II. La colombe créole

A l'unisson de l'optimisme post-électoral, du début de la zone de distension et de l'installation de la Table ronde de dialogue entre le gouvernement et les FARC-EP, le premier Plan Colombia a été proclamé comme l'"axe central de la politique de paix", le 22 octobre 1998.Depuis le palais de Nariño, siège de la présidence, on a diffusé l'image d'insurgés prêts à aider à résoudre les problèmes fondamentaux dans les territoires sous leur contrôle, en particulier la substitution de cultures dans les départements du Putumayo, du Caquetá et du Guaviare, où se concentrent 80% des cultures colombiennes de feuille de coca.
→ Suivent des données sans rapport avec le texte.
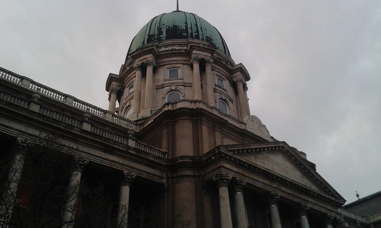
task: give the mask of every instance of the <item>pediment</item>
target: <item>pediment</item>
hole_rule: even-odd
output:
[[[281,151],[263,151],[242,154],[240,157],[280,176],[315,191],[321,192],[320,187],[310,180]]]
[[[279,178],[277,178],[284,180],[281,182],[285,184],[295,183],[301,187],[345,202],[344,198],[311,166],[311,163],[285,142],[225,145],[221,149],[269,174],[268,178],[274,179],[278,176]]]

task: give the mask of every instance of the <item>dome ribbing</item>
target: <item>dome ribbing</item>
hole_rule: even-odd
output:
[[[157,16],[142,28],[131,42],[127,58],[147,44],[188,38],[207,42],[230,56],[225,40],[213,25],[194,14],[176,11]]]

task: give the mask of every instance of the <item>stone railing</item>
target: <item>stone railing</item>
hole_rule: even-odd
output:
[[[135,130],[137,130],[138,125],[128,119],[122,117],[120,116],[113,114],[112,119],[114,123],[117,123]]]
[[[100,108],[86,103],[80,100],[74,98],[73,101],[73,105],[79,109],[90,112],[93,115],[98,116],[99,117],[104,117],[106,110]]]
[[[18,84],[21,84],[22,76],[0,67],[0,78],[8,80]]]
[[[166,152],[141,142],[137,141],[135,143],[135,147],[137,149],[160,158],[166,159],[168,157],[168,153]]]
[[[82,128],[82,122],[81,120],[73,119],[59,112],[42,107],[40,107],[39,112],[40,114],[45,116],[50,117],[55,120],[57,120],[74,127]]]
[[[369,222],[372,222],[378,221],[381,219],[381,212],[378,212],[374,214],[367,215],[364,217],[367,220],[367,221]]]
[[[127,137],[115,134],[107,130],[105,130],[94,126],[92,126],[91,130],[90,131],[99,135],[102,136],[118,142],[123,143],[125,145],[128,144],[128,138]]]
[[[2,91],[0,91],[0,99],[10,102],[22,108],[29,108],[29,103],[28,101],[14,95],[7,93]]]
[[[26,79],[24,79],[22,80]],[[65,98],[66,96],[63,93],[34,81],[30,82],[30,86],[29,88],[32,90],[50,97],[53,99],[56,99],[61,101],[65,101]]]
[[[107,111],[104,109],[78,99],[68,94],[61,93],[36,82],[26,77],[19,75],[1,67],[0,67],[0,78],[12,82],[26,89],[40,93],[59,102],[90,112],[92,115],[117,123],[127,128],[132,128],[135,130],[137,129],[137,124],[128,119],[116,115],[113,115],[112,118],[106,118],[105,114]]]

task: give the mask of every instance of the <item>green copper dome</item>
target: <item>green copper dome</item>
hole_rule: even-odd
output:
[[[207,42],[230,56],[225,40],[214,26],[194,14],[174,11],[156,16],[143,26],[131,42],[127,57],[147,44],[188,38]]]

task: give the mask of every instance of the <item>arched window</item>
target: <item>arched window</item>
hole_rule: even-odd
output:
[[[225,113],[228,113],[227,105],[223,100],[218,100],[217,103],[217,108],[219,111]]]
[[[126,114],[124,115],[124,117],[126,118],[128,118],[130,115],[132,114],[132,107],[131,106],[129,106],[127,108],[127,111],[126,111]]]
[[[178,68],[172,68],[168,70],[168,78],[178,78],[179,77]]]
[[[225,89],[225,80],[219,76],[217,76],[216,78],[217,85],[221,88]]]
[[[148,200],[144,203],[142,208],[141,227],[147,227],[152,223],[152,202]]]
[[[129,95],[134,92],[134,83],[132,83],[128,86],[127,89],[127,95]]]
[[[181,95],[177,91],[170,92],[167,95],[166,102],[173,102],[181,99]]]

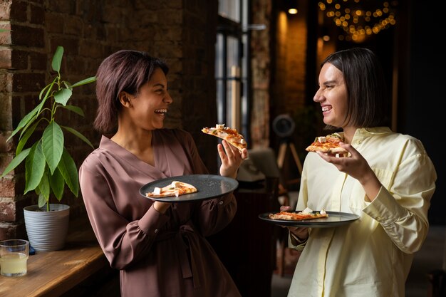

Durant la cérémonie de lancement du plan, le Président Pastrana a fait plus que reconnaître que la lutte révolutionnaire obéit à des "causes authentiques" et les colons qui cultivent la coca à des raisons de "nécessité" : il a en outre affirmé que "la Colombie connaît deux guerres nettement différentiables : la guerre du trafic de drogue contre le pays et le monde, et la lutte que mène la guérilla contre un modèle économique, social et politique qu'elle considère injuste, corrompu et promoteur de privilèges"[2]; puis il a conclu que "avec le trafic de drogue, il n'y a et il ne doit y avoir ni dialogue, ni aucune forme de compréhension"[3]. A la stupeur de beaucoup, il a assuré que dans la lutte contre les cartels de la drogue, les insurgés de la guérilla pourraient être un allié précieux, puisqu'ils "comprennent clairement que si la production de drogues représente la principale activité économique dans leurs zones d'influence, cela représente un risque grave pour leur projet politique"[4]. Les intérêts stratégiques des deux parties, Etat et guérilla, se rencontreraient pour lutter contre la mafia sur la base d'un plan ambitieux d'investissement social, une "éradication non contaminatrice et concertée", et un traitement respectueux envers les FARC, que l'on cesserait de traiter de "narcoguérilla" ou "narcoterroristes" comme c'était l'usage de la part des militaires.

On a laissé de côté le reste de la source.